When we launched ‘Fish Hooks’ we invited readers to submit their questions and comments (firstname.lastname@example.org). So wouldn’t you know it! The first question submitted is a particularly tough one: “What does it mean in the Apostle’s Creed when it says about Jesus that ‘He descended into hell’?” That’s a really good question – and probably better than the answer we’ll be able to provide!

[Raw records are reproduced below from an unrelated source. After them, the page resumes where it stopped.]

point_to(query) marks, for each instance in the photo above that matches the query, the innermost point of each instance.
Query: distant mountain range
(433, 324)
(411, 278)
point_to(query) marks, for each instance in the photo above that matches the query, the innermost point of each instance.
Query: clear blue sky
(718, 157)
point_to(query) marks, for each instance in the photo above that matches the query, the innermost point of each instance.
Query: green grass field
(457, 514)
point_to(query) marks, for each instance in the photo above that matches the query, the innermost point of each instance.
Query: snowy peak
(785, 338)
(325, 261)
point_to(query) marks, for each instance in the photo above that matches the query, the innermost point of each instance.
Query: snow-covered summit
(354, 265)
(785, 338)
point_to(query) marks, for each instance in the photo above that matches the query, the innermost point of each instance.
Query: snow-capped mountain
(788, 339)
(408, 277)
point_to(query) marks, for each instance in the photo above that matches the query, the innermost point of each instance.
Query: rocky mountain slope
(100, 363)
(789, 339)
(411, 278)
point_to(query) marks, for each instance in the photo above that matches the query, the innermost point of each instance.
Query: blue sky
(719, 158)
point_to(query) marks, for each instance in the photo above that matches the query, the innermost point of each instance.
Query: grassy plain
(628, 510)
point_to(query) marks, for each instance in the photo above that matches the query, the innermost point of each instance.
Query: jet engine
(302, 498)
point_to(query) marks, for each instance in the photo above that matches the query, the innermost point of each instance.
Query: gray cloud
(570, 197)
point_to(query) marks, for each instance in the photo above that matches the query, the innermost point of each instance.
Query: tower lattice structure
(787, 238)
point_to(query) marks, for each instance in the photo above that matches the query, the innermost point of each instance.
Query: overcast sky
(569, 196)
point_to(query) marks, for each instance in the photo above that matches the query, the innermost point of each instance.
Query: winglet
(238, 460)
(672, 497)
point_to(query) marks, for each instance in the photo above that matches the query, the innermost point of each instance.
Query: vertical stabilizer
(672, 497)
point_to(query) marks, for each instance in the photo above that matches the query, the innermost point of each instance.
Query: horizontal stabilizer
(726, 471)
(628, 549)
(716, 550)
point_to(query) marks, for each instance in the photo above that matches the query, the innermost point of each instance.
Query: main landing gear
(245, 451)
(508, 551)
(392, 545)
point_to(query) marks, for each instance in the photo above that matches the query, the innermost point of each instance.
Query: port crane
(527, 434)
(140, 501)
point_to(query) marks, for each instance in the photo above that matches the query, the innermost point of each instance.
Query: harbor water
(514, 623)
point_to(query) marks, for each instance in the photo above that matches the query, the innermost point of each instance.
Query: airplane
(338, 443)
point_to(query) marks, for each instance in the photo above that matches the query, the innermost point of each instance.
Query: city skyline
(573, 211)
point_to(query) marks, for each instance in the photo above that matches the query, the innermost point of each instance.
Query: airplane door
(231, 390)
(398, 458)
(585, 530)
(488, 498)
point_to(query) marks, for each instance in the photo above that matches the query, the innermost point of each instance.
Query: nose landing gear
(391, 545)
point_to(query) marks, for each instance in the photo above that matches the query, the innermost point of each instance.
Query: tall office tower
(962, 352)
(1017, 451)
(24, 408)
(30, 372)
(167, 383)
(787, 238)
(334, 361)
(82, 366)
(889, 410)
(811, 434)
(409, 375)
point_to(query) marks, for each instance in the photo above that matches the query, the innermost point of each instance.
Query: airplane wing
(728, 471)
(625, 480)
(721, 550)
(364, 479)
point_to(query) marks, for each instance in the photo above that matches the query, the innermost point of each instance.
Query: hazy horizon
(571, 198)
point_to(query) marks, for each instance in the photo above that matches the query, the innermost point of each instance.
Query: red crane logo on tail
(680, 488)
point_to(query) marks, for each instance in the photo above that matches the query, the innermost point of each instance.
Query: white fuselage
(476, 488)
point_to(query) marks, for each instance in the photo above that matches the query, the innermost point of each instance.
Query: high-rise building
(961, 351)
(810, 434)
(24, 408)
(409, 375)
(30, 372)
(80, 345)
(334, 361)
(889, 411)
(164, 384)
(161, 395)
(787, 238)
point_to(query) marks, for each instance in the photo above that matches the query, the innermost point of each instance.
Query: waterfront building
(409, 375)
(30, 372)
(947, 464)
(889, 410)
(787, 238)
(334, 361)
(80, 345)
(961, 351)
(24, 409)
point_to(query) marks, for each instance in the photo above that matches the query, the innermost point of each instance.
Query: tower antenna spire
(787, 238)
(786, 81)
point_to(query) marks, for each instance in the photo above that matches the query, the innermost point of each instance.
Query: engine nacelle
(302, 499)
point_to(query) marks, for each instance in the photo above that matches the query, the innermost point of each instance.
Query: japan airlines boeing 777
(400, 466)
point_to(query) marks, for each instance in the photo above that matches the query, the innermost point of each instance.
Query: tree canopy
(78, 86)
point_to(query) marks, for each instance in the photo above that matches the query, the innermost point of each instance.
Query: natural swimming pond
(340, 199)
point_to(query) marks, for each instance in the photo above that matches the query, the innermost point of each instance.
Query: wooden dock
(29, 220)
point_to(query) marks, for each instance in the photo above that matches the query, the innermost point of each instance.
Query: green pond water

The first thing we need to be clear about is that the Apostle’s Creed is not found in the Bible nor was it actually given to us by the Apostles. Rather, it is a statement of faith that gradually evolved into its present form over a period of about 500 years and, like any human effort, it isn’t perfect. The earliest version was probably used to teach new converts the essentials of the Christian faith, and it was then modified over time to clarify misunderstandings and push back against false teachings. The “descended into hell” phrase isn’t found in the earliest versions, makes its first appearance around 390 AD, then disappears for a while, only to permanently reappear around 650 AD. From this it can be inferred that this concept might have puzzled earlier Christians too!
So what was this phrase intended to tell us about Jesus? There are a number of theories that Christians hold:
- One pretty good theory was that this wasn’t originally intended to refer to ‘hell’ as a place of punishment, but simply the place where people went when they died, in the ancient Hebrew sense of Sheol (Psalms 16:10) or the Greek sense of Hades (Acts 2:31). Then this phrase simply emphasizes that Jesus really DID die in the normal human manner. That would be important because some early heresies claimed that Jesus couldn’t REALLY have died because He was divine and thus only ‘appeared’ to be dead. So this phrase just affirms the historic Christian understanding that Jesus is a true man who truly died and was raised again.
- Another (not-so-good) theory is that this phrase taught that part of Jesus’ sacrifice was to actually suffer in hell after death as He took on the punishment that should have been ours. Though there can be no doubt that Jesus did suffer the agony of hell on our behalf, the idea that He went there to suffer after dying is contradicted by His statement on the cross that “it is finished” (John 19:30)
- The typical Lutheran theory is that this means that Jesus went to the “spirits in prison” to preach to them. This is based on a Bible passage (1 Peter 3:18-20) that speaks of Jesus doing just that. However, this is also one of the more obscure statements in the Bible: Some say it means that Jesus proclaimed the Gospel as a ‘last chance’ for those who had died before Him, others that this was a triumphant announcement that the power of Satan had been broken. Lutheran theology favors the latter. Since we know Christ’s death on the cross to be the sacrifice that redeemed all who trusted in God for all time (Hebrews 10:8-14) it wasn’t necessary to ‘convert’ the faithful who died before Him. But on the other hand, maybe this was a special act of Grace for those who died without the benefit of knowing Jesus? We really can’t say for certain what transpired.
So when we say the creeds, which of these theories should we be thinking of? Probably the best advice is that given in the Lutheran Formula of Concord: “We should not trouble ourselves with high and difficult thoughts about how this happened.” Our salvation doesn’t depend on comprehending the details of what exactly transpired while Jesus lay in the grave! (And isn’t THAT a good thing!) Knowing with a certainty that Jesus really did suffer death like ours and the agony of being separated from the Father (which is the very definition of ‘hell’) for the salvation of ALL who trust in Him, it’s OK to be fuzzy about the details. And it isn’t an act of bad faith to wonder what exactly those ancient Christians were thinking of when they put these words into the creed – or even whether that was really such a good idea! Someday when we are in heaven with Jesus, perhaps He’ll explain this to us!